In other words: Defendants can’t have it both ways.

“The borrowers’ motion for fees is denied because the Bank of New York Mellon was not a party to the note and mortgage, and because the borrowers successfully argued that the Bank of New York Mellon was not entitled to enforce the instrument containing the attorney fee provision,” Fourth District Court of Appeal Judge Robert M. Gross wrote in a decision Feb. 7.

The Sabidos’ attorney, Roy D. Oppenheim, suggested the ruling raised a red flag for foreclosure defense attorneys concerned they might not get paid after successfully representing clients in financial distress.

“No one ever likes to see someone do good work and not get paid,” Oppenheim said. “It basically means that any bank can bring a foreclosure, whether they have standing or not, and not worry about there being consequences for such egregious conduct. They are basically being told that they can file these willy-nilly and, within the context of the case, they will not be subject to attorneys’ fees.”

The decision in the Sabido case stems from an underlying dispute in which the bank sued as successor to lender JPMorgan Chase Bank N.A. The plaintiff’s case fizzled on appeal when the defendants successfully claimed the bank failed to show how the note and mortgage came into its possession.

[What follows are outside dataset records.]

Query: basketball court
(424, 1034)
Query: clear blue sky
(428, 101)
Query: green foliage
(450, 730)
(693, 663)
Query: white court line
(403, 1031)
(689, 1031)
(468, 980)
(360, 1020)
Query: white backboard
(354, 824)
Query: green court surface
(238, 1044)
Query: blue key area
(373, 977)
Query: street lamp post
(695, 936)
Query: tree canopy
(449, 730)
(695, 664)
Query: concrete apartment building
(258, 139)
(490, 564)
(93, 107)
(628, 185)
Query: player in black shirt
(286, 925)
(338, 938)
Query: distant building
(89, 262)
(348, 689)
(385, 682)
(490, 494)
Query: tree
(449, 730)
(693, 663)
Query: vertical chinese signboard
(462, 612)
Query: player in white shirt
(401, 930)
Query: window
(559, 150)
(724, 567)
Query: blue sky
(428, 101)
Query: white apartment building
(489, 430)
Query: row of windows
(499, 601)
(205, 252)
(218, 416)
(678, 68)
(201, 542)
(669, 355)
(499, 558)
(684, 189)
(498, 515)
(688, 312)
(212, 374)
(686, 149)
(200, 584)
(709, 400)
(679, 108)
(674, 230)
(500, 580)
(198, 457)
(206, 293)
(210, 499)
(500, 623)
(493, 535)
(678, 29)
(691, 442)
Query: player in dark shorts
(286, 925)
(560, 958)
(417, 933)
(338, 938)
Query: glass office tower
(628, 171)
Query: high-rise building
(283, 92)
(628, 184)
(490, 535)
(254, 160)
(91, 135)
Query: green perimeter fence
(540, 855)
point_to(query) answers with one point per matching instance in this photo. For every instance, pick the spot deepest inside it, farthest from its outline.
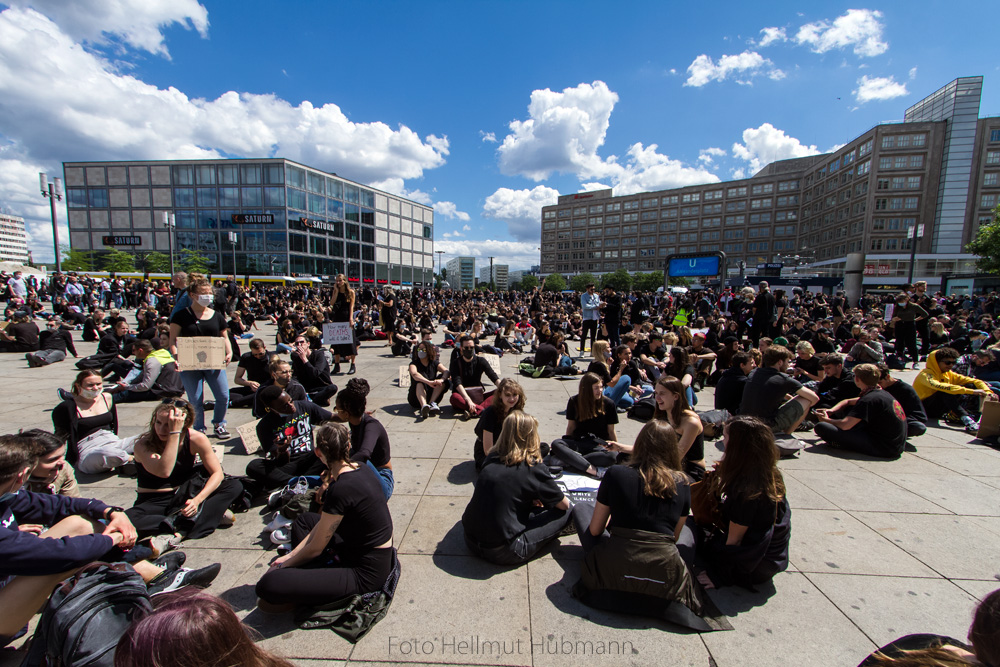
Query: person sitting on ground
(87, 420)
(159, 379)
(941, 389)
(285, 433)
(672, 407)
(369, 440)
(468, 396)
(750, 492)
(312, 370)
(191, 628)
(428, 380)
(346, 549)
(509, 397)
(175, 493)
(916, 417)
(251, 374)
(53, 344)
(34, 559)
(838, 382)
(590, 423)
(873, 423)
(51, 474)
(516, 508)
(766, 395)
(732, 382)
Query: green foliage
(193, 261)
(118, 261)
(620, 280)
(76, 260)
(555, 283)
(987, 245)
(579, 282)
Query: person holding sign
(201, 321)
(343, 311)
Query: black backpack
(87, 615)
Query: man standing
(590, 303)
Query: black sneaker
(167, 582)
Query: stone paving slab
(879, 548)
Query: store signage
(121, 240)
(253, 218)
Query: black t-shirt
(256, 369)
(358, 497)
(765, 393)
(597, 425)
(191, 326)
(622, 490)
(885, 418)
(504, 499)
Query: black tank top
(183, 469)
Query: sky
(485, 110)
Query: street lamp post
(169, 221)
(53, 191)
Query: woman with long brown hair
(590, 423)
(672, 407)
(343, 311)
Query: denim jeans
(193, 385)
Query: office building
(322, 224)
(462, 272)
(13, 239)
(936, 171)
(499, 277)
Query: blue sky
(486, 110)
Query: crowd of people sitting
(780, 363)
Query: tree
(620, 280)
(118, 261)
(987, 245)
(555, 283)
(580, 281)
(76, 260)
(193, 261)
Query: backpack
(87, 615)
(642, 409)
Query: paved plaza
(879, 549)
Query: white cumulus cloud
(770, 36)
(137, 23)
(743, 67)
(859, 29)
(765, 144)
(878, 88)
(521, 210)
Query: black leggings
(271, 474)
(318, 582)
(150, 511)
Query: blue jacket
(29, 555)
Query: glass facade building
(323, 224)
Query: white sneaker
(278, 522)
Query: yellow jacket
(931, 379)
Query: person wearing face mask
(904, 317)
(53, 344)
(428, 380)
(201, 320)
(285, 432)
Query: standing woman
(200, 319)
(673, 408)
(343, 311)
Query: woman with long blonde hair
(517, 508)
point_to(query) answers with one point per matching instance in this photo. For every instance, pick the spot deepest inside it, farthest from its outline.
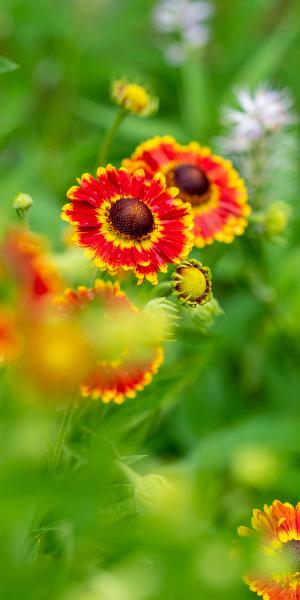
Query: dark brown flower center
(191, 180)
(131, 217)
(291, 554)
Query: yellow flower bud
(134, 98)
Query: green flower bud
(22, 201)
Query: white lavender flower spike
(186, 20)
(260, 112)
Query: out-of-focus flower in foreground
(134, 98)
(122, 366)
(56, 355)
(278, 531)
(25, 257)
(261, 112)
(185, 22)
(207, 182)
(192, 283)
(129, 221)
(10, 340)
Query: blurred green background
(222, 417)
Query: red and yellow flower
(121, 368)
(129, 221)
(278, 530)
(208, 182)
(10, 340)
(25, 257)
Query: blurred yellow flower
(134, 98)
(10, 341)
(278, 533)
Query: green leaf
(266, 61)
(7, 65)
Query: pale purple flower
(185, 22)
(260, 112)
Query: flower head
(134, 98)
(129, 221)
(123, 366)
(9, 336)
(260, 112)
(278, 531)
(192, 283)
(186, 21)
(26, 258)
(205, 181)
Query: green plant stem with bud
(22, 203)
(109, 137)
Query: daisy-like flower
(192, 283)
(278, 530)
(129, 221)
(134, 98)
(260, 112)
(122, 368)
(205, 181)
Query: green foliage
(79, 532)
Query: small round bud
(22, 201)
(134, 98)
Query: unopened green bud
(276, 219)
(22, 201)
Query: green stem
(24, 217)
(110, 134)
(62, 434)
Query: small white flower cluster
(185, 22)
(260, 112)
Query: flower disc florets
(205, 181)
(127, 221)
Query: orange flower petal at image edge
(130, 371)
(10, 341)
(127, 221)
(211, 185)
(25, 257)
(278, 528)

The Sabidos signed loan documents in 2006 with Washington Mutual Bank F.A. for a condominium on Ocean Boulevard in Fort Lauderdale, according to court records. They argued Bank of New York Mellon failed to prove ownership by tracking how the debt transferred from Washington Mutual, the nation’s largest savings and loan when it failed in 2008. JP Morgan Chase took over most of Washington Mutual’s assets.

Foreclosure standing is a sticking point that derails lender lawsuits over questions about debt ownership. The legal question created a boon for foreclosure defense attorneys in the aftermath of the housing collapse and financial crisis when investors in the secondary debt market transferred loans so quickly and in such large quantities they sometimes left a pockmarked trail of paperwork. That paper trail — or often the lack of one — allowed borrowers to challenge plaintiffs legal standing to foreclose on mortgages.

The issue was central in the Sabido-BNY Mellon dispute with the appellate court finding in favor of the homeowners when the bank failed to establish its entitlement to enforce the note under the lost-note statute.

Oppenheim worked on the case with colleagues Geoffrey E. Sherman, Jacquelyn Trask and Yanina Zilberman of Oppenheim Pilelsky in Weston.

Lender’s counsel, Elliot B. Kula, W. Aaron Daniel and William D. Mueller of Kula & Associates in Miami, did not respond to requests for comment by deadline.